Separately, the Wang lab has been characterizing the rate of horizontal gene transfer in natural settings8. They co-opted the CRISPR–Cas spacer acquisition process, which acts as a DNA recorder, says Wang. When a ‘recording’ strain is exposed to a microbial sample, fragments of the invading elements are captured and integrated as ‘spacers’ into a CRISPR array. These spacers are protective: when transcribed, they are part of the bacterial immune system. The spacers can be sequenced to identify the transferred elements. This allows one to engineer a situation, says Wang, in which a strain with this recording capability is placed in a complex environment where it will record in its array the DNA that bombards it. This record of which microbes are actively sharing in this complex environment can help the lab, for example, find new types of vectors. The recording strain might be a dedicated gene transfer system capable of keeping track of where genes go in different organisms.

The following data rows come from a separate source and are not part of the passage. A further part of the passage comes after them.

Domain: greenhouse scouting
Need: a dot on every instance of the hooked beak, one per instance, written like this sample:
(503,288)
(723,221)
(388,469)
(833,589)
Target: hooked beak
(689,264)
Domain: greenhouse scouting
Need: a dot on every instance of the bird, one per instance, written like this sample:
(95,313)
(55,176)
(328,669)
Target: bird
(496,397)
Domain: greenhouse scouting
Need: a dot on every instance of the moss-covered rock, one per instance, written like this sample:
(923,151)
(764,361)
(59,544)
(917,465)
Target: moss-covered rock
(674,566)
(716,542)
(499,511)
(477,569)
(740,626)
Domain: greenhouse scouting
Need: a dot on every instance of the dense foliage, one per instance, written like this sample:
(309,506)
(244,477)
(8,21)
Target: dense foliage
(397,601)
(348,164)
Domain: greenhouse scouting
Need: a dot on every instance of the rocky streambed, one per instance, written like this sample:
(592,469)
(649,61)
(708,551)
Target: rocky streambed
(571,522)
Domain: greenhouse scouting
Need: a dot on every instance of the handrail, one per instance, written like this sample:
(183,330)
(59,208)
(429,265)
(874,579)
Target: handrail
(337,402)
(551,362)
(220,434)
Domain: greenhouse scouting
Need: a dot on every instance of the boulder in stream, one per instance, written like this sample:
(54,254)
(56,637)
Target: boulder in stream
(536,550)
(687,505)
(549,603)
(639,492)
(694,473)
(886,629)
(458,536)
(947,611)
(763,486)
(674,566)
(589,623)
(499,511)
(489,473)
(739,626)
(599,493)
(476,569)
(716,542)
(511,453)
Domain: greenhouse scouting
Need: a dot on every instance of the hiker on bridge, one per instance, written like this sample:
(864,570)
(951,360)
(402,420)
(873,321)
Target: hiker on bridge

Comparing, communicating, collaborating

It can be a conundrum: complex microbial systems are hard to model but, without a model, understanding is hard to achieve. In Northen’s view, to take “our best guess at a community” involves iterating through the cycle of building, testing, identifying deficiencies, thinking of improvements, building a new community and then repeating the cycle. “The more groups that are studying the same systems and the greater the diversity of expertise, the faster our understanding will advance,” he says. Model-builders need to be clear on their goals and on what their systems can and cannot do. “We are building ‘model’ ecosystems, not natural ecosystems,” says Northen. The models have to provide control and reproducibility so scientists can efficiently determine causal mechanisms from which they can derive conceptual and computational models. Then the model’s validity and generalizability has to be established in natural ecosystems.

The ‘natural’ system can be a benchmark when comparing engineered microbiomes between labs. How to best kick a model’s tires? “Easy, whoever better mimics human physiology and clinical results wins,” says Ingber. There is much to learn from nature, says O’Malley. “Engineers have this tendency to oversimplify any system, and that might be working against us for microbiome engineering,” she says. “We need to be thinking a lot more complex than we do.” To take on microbiome complexity, microbiome researchers embrace collaboration. “Labs studying different microbiomes use different methods, says Ronda, but there is “common ground.” Microbiome engineering approaches need to be generalizable so they can be applied across microbiomes whether they are in soil, the plant root or gut. “There is a lot of cross-communication between different fields” she says. In her collaborations, Wrighton finds shared patterns, shared questions, shared resources. “The field,” she says, “is really open to new perspectives right now.”